Samra Kiran, Boon Ian S, Packer Gregory, Jacob Saiju
Department of Neurology, National Hospital for Neurology and Neurosurgery, London, UK.
Department of Diabetes, University Hospitals Birmingham NHS Foundation Trust, Birmingham, UK.
BMJ Case Rep. 2017 Apr 22;2017:bcr-2016-218431. doi: 10.1136/bcr-2016-218431.

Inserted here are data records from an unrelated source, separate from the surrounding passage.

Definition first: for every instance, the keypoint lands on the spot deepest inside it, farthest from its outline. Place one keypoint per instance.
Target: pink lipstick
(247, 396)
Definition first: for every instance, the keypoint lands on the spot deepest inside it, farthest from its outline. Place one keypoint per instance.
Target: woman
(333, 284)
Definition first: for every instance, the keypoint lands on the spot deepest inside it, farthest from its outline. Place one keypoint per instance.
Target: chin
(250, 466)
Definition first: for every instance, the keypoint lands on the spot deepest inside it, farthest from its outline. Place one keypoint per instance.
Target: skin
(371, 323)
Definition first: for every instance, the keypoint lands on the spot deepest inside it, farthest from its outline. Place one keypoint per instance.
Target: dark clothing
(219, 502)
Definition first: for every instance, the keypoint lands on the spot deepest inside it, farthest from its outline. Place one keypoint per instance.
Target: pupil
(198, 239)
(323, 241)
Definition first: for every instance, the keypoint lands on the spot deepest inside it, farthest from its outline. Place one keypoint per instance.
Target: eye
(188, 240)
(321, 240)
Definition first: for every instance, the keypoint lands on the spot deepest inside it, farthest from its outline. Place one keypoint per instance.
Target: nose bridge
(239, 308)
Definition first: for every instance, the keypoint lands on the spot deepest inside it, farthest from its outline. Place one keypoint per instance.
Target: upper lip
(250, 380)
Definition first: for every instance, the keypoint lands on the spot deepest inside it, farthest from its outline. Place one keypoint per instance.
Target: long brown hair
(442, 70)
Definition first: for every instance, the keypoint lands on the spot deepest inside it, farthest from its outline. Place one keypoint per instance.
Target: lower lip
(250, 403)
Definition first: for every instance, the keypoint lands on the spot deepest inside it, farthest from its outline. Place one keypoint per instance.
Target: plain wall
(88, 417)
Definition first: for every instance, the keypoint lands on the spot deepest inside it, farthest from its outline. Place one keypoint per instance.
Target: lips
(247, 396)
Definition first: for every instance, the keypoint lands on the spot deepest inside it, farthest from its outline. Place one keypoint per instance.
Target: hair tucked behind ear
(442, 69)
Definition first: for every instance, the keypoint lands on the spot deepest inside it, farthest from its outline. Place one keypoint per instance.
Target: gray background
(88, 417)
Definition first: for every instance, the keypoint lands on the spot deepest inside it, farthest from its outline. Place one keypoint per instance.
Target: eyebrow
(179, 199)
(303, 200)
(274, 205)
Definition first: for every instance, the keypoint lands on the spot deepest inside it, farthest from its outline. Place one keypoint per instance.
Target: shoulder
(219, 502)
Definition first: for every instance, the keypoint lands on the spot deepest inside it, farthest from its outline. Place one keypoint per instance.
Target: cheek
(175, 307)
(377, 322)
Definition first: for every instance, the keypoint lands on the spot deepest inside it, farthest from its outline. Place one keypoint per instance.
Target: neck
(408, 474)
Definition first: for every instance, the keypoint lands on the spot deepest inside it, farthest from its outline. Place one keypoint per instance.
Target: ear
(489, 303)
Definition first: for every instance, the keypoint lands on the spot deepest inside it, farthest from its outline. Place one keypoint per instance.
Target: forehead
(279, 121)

A previously well 25-year-old man presented with agitation, double incontinence and left-sided incoordination. His symptoms started after smoking a synthetic cannabinoid () 5 days earlier. Over 48 hours, he developed aphasia, generalised hypertonia, hyper-reflexia and dense left hemiparesis. This progressed to profuse diaphoresis, fever, tachycardia, hypertension and a possible seizure necessitating admission to the intensive care unit. CT head and cerebrospinal fluid analysis were unremarkable. MRI brain demonstrated asymmetric multifocal hyperintense lesions in white and grey matter, which raised suspicions of acute disseminated encephalomyelitis (ADEM). An electroencephalogram showed widespread brain wave slowing, indicating diffuse cerebral dysfunction. Cerebral angiogram was normal. Toxicology analysis of the substance confirmed a potent synthetic cannabinoid , technically legal at the time. The patient made a slow but significant recovery after a course of intravenous methylprednisolone, intravenous immunoglobulins and oral steroids, and was later transferred to a rehabilitation bed.
一名此前身体健康的25岁男性出现了躁动、大小便失禁和左侧运动不协调的症状。他的症状在5天前吸食一种合成大麻素后开始出现。在48小时内,他发展为失语、全身肌张力增高、反射亢进和严重的左侧偏瘫。病情进一步发展为大量出汗、发热、心动过速、高血压,还可能发生了癫痫,因此需要入住重症监护病房。头部CT和脑脊液分析均无异常。脑部MRI显示白质和灰质有不对称的多灶性高信号病变,这引发了对急性播散性脑脊髓炎(ADEM)的怀疑。脑电图显示广泛的脑电波减慢,提示弥漫性脑功能障碍。脑血管造影正常。对该物质的毒理学分析证实是一种强效合成大麻素,当时在技术上是合法的。经过静脉注射甲基强的松龙、静脉注射免疫球蛋白和口服类固醇治疗后,患者恢复缓慢但有明显改善,后来被转到康复病房。